Zaini Ikhlas Dihukum Mati, Kajari Jakbar: Hebat, Harus Ditiru

Zaini Ikhlas Dihukum Mati, Kajari Jakbar: Hebat, Harus Ditiru

Rivki - detikNews
Jumat, 20 Nov 2015 16:52 WIB
Zaini Ikhlas Dihukum Mati, Kajari Jakbar: Hebat, Harus Ditiru
Jakarta -
Sikap gembong ganja 1,2 ton Zaini Jamaludin yang ikhlas menerima hukuman mati membuat banyak pihak memberikan apresiasi. Zaini yang siap dieksekusi mati merupakan contoh jiwa ksatria yang harus ditiru. Berani berbuat, harus berani bertanggung jawab. 

Keputusan Zaini menerima untuk dihukum mati itu terdengar hingga ke telinga Kepala Kejaksaan Negeri Jakarta Barat (Kejari Jakbar) hingga Ketua Pengadilan Negeri Jakbar.


"Oh iya, kita sangat kaget dengarnya. Baru ini saya tahu kalau ada terdakwa yang menerima putusan, terlebih hukuman mati.
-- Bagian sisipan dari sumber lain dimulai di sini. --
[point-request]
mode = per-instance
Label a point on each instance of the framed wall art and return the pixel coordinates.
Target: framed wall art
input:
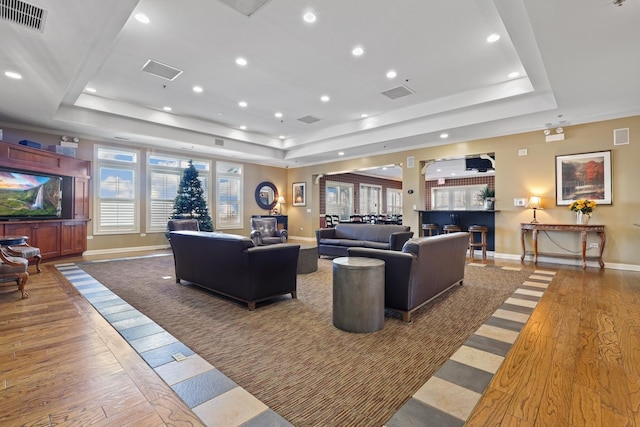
(584, 176)
(299, 194)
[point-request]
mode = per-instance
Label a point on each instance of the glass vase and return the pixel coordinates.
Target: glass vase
(582, 218)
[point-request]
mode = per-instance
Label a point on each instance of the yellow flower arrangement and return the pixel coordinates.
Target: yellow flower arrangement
(583, 205)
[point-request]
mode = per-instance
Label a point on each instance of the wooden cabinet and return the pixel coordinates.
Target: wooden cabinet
(73, 237)
(54, 237)
(80, 208)
(42, 234)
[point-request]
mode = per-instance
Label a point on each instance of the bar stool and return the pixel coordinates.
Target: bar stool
(432, 229)
(473, 244)
(451, 228)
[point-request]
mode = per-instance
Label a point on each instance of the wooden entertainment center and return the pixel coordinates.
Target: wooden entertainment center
(55, 237)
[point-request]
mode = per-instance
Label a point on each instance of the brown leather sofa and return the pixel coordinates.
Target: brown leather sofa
(335, 241)
(232, 265)
(425, 268)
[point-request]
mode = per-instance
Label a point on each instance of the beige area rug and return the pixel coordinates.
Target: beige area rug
(289, 355)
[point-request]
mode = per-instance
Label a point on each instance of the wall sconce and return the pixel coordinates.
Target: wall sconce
(279, 203)
(549, 136)
(535, 204)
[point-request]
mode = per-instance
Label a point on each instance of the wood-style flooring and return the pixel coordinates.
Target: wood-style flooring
(576, 362)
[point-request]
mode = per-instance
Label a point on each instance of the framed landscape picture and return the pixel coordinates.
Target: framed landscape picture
(584, 176)
(299, 194)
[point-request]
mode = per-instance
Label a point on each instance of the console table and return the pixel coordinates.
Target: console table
(574, 228)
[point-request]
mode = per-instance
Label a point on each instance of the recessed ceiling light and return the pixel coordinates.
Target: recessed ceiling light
(13, 75)
(309, 17)
(142, 18)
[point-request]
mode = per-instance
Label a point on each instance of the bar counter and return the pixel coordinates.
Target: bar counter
(463, 219)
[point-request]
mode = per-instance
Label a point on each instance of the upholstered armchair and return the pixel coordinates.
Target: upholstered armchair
(264, 231)
(14, 268)
(183, 224)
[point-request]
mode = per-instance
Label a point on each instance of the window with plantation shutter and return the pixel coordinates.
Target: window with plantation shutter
(117, 190)
(164, 187)
(229, 196)
(394, 201)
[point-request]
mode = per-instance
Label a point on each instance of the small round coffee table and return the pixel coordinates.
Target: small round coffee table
(358, 294)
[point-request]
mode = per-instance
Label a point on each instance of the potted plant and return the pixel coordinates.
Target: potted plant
(488, 194)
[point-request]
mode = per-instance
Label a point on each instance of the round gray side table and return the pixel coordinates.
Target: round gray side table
(358, 294)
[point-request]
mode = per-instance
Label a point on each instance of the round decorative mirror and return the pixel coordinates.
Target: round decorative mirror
(266, 195)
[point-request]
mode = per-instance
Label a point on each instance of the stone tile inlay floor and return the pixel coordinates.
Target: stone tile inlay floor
(446, 399)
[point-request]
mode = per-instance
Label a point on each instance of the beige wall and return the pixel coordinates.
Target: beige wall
(516, 177)
(519, 177)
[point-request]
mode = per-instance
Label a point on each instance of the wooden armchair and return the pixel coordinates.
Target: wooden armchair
(14, 268)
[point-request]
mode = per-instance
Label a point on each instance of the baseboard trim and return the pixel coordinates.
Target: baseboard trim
(574, 262)
(131, 249)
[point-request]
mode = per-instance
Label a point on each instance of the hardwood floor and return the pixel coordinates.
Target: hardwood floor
(576, 362)
(63, 364)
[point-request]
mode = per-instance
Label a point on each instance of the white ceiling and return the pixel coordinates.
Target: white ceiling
(578, 62)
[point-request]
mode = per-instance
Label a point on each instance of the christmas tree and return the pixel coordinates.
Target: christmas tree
(189, 202)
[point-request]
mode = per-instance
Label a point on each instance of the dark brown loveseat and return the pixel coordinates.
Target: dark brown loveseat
(335, 241)
(426, 267)
(231, 265)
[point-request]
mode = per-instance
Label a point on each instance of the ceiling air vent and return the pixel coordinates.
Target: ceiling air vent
(24, 14)
(398, 92)
(309, 119)
(621, 136)
(246, 7)
(161, 70)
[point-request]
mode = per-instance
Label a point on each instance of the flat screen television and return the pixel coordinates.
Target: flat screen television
(26, 195)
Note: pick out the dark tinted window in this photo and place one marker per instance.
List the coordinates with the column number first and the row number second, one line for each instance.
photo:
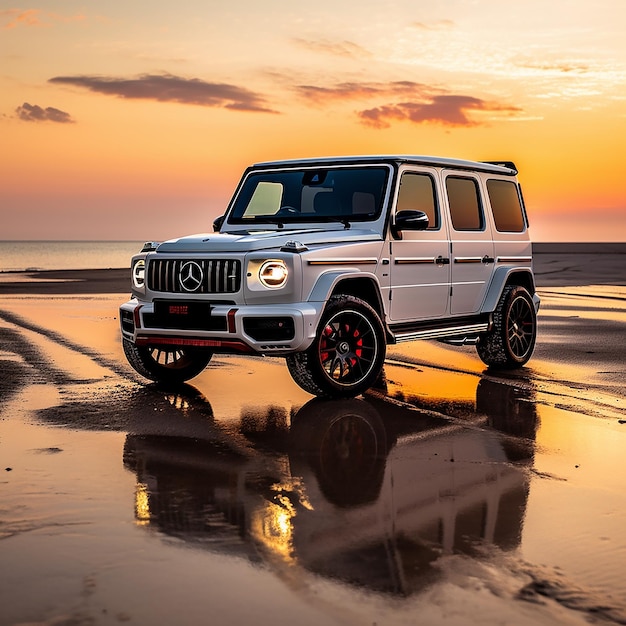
column 417, row 192
column 465, row 210
column 506, row 206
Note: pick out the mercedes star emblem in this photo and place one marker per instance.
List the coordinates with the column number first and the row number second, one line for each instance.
column 191, row 276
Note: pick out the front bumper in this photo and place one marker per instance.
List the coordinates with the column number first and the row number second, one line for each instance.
column 222, row 328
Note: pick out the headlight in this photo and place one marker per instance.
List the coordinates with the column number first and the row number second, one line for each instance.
column 138, row 273
column 273, row 274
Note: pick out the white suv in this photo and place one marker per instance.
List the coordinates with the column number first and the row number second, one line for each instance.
column 326, row 261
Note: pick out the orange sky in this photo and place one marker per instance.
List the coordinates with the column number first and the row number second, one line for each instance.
column 135, row 122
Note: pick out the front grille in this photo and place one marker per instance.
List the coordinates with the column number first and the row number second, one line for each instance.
column 194, row 275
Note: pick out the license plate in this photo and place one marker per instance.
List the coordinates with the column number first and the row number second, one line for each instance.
column 182, row 310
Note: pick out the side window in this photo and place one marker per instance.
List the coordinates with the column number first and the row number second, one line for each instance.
column 464, row 200
column 417, row 192
column 506, row 206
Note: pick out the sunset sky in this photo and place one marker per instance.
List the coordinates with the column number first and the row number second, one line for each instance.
column 134, row 120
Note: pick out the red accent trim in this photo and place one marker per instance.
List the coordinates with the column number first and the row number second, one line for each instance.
column 136, row 317
column 220, row 344
column 230, row 317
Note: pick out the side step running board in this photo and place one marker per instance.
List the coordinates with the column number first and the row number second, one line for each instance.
column 441, row 333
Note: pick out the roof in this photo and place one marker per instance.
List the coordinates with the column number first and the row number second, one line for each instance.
column 497, row 167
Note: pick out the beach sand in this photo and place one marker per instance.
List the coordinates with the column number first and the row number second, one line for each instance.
column 122, row 502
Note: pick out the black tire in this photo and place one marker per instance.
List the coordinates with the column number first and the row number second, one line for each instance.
column 166, row 364
column 511, row 341
column 347, row 354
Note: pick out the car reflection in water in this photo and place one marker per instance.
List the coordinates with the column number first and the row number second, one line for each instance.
column 343, row 492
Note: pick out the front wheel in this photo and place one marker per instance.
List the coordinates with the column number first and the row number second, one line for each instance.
column 347, row 354
column 511, row 341
column 166, row 365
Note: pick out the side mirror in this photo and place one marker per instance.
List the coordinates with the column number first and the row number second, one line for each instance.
column 409, row 220
column 217, row 223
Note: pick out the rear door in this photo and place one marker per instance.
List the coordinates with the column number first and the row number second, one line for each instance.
column 419, row 261
column 472, row 250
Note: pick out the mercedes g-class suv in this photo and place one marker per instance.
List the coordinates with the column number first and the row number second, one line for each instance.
column 326, row 261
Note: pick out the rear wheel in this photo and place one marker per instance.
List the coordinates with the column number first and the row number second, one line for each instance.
column 348, row 352
column 166, row 364
column 511, row 341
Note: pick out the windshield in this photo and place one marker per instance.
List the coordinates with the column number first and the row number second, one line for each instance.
column 324, row 194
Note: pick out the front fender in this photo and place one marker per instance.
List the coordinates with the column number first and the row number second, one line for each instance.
column 328, row 281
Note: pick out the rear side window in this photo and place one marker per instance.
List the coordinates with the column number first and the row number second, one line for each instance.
column 464, row 200
column 417, row 192
column 506, row 206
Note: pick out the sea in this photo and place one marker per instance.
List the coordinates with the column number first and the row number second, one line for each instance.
column 20, row 256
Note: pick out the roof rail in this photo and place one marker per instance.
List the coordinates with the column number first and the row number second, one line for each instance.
column 508, row 164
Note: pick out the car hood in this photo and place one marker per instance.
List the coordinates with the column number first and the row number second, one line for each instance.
column 264, row 240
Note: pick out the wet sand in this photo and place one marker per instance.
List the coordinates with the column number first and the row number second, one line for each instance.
column 450, row 496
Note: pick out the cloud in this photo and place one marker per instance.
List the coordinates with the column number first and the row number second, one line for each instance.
column 12, row 18
column 34, row 113
column 437, row 25
column 334, row 48
column 17, row 17
column 359, row 91
column 410, row 101
column 448, row 110
column 170, row 88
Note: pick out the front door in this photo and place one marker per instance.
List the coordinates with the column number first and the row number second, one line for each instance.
column 472, row 254
column 420, row 267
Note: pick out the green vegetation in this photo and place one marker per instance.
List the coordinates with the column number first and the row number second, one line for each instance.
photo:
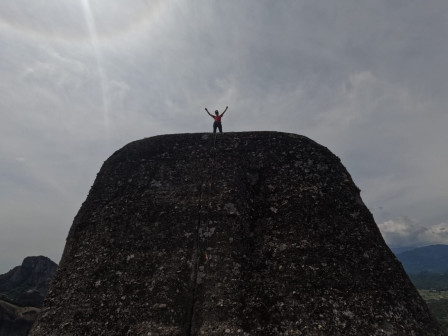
column 431, row 281
column 437, row 302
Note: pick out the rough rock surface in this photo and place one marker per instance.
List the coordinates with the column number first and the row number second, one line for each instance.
column 264, row 234
column 27, row 285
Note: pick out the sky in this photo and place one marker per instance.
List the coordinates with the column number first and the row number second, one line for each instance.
column 81, row 79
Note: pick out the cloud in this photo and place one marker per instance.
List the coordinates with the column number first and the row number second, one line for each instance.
column 406, row 232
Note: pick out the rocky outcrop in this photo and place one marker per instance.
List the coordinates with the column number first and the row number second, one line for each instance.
column 27, row 285
column 258, row 233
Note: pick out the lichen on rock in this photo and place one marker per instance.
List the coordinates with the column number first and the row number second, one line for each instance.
column 256, row 233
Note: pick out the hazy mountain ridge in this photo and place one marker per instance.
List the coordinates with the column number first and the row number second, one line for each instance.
column 22, row 292
column 429, row 259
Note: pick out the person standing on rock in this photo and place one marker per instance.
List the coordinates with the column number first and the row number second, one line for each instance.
column 217, row 117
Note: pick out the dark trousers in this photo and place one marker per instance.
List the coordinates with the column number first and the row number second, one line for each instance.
column 217, row 124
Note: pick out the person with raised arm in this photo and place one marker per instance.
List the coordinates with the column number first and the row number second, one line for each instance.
column 217, row 117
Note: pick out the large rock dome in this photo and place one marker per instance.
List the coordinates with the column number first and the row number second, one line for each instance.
column 254, row 233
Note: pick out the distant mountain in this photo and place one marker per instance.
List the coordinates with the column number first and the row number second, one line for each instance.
column 427, row 259
column 15, row 320
column 22, row 292
column 398, row 250
column 27, row 285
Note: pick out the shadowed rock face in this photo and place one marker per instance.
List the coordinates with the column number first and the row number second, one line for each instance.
column 266, row 234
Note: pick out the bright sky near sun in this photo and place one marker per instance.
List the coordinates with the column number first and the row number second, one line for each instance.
column 80, row 79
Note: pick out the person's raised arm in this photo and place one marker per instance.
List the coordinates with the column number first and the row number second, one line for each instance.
column 224, row 111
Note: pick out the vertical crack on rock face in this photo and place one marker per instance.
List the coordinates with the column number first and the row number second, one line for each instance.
column 256, row 234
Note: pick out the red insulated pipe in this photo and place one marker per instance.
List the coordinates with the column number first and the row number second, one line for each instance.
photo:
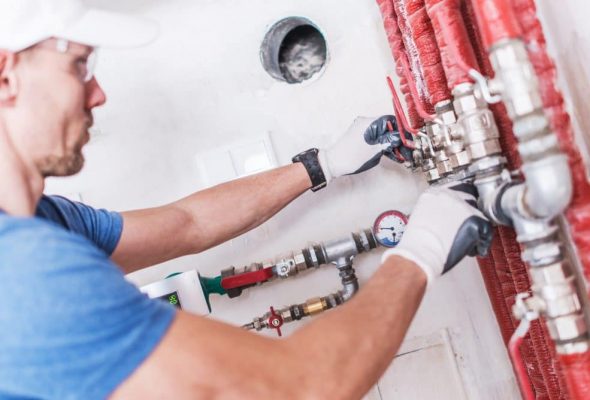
column 496, row 20
column 576, row 367
column 449, row 29
column 413, row 54
column 428, row 55
column 390, row 23
column 537, row 350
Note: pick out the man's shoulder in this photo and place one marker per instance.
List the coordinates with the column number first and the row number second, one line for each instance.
column 38, row 239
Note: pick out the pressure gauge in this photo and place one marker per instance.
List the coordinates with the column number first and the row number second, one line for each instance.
column 389, row 227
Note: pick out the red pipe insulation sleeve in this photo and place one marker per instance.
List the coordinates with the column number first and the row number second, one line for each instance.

Saya juga dengar termasuk ketua pengadilan juga kaget dengarnya," ujar Kajari Jakbar, Reda Mantovani, saat ditemui di kantornya, Jl Kembangan Raya, Jumat (20/11/20215).

SCROLL TO CONTINUE WITH CONTENT

Bahkan Reda menganggap, apa yang dilakukan Zaini merupakan sikap seorang pria yang bertanggungjawab atas perbuatannya. Dia memberi apresiasi kepada Zaini atas sikapnya yang menyatakan iklas dihukum mati.

"Hebat orang seperti itu, dia itu artinya gentleman, mengakui perbuatan jahatnya. Itu yang harus ditiru," ujar Reda.

Reda juga menegaskan, untuk Zaini pihaknya tidak akan mengajukan upaya banding. Menurut Reda segala tuntutan jaksa dalam perkara Zaini.

"Tidak ada yang perlu kita banding, semua tuntutan kita sudah dipenuhi oleh majelis hakim. Artinya bila 7 hari tidak ada upaya dari Zaini pun hukuman ini langsung incracht," ucap Reda.

Sikap penjahat seperti Zaini ini pernah terjadi di Pengadilan Negeri (PN) Siak. Jamil yang merupakan gembong narkoba penyelundup ganja 8 ton, juga menerima dihukum mati oleh PN Siak. Tapi Sayang sungguh disayangkan, Kejari Siak malah mengajukan banding sehingga hukuman Jamil berubah menjadi penjara seumur hidup.

Di banyak kasus, banyak orang yang masih terus mencari celah hukum ketika harus berhadapan dengan regu tembak. Padahal, nyata-nyata mengedarkan/memproduksi narkotika. Ada yang mengajukan PK berkali-kali hingga menunda-nunda eksekusi dengan mengharapkan grasi dari Presiden.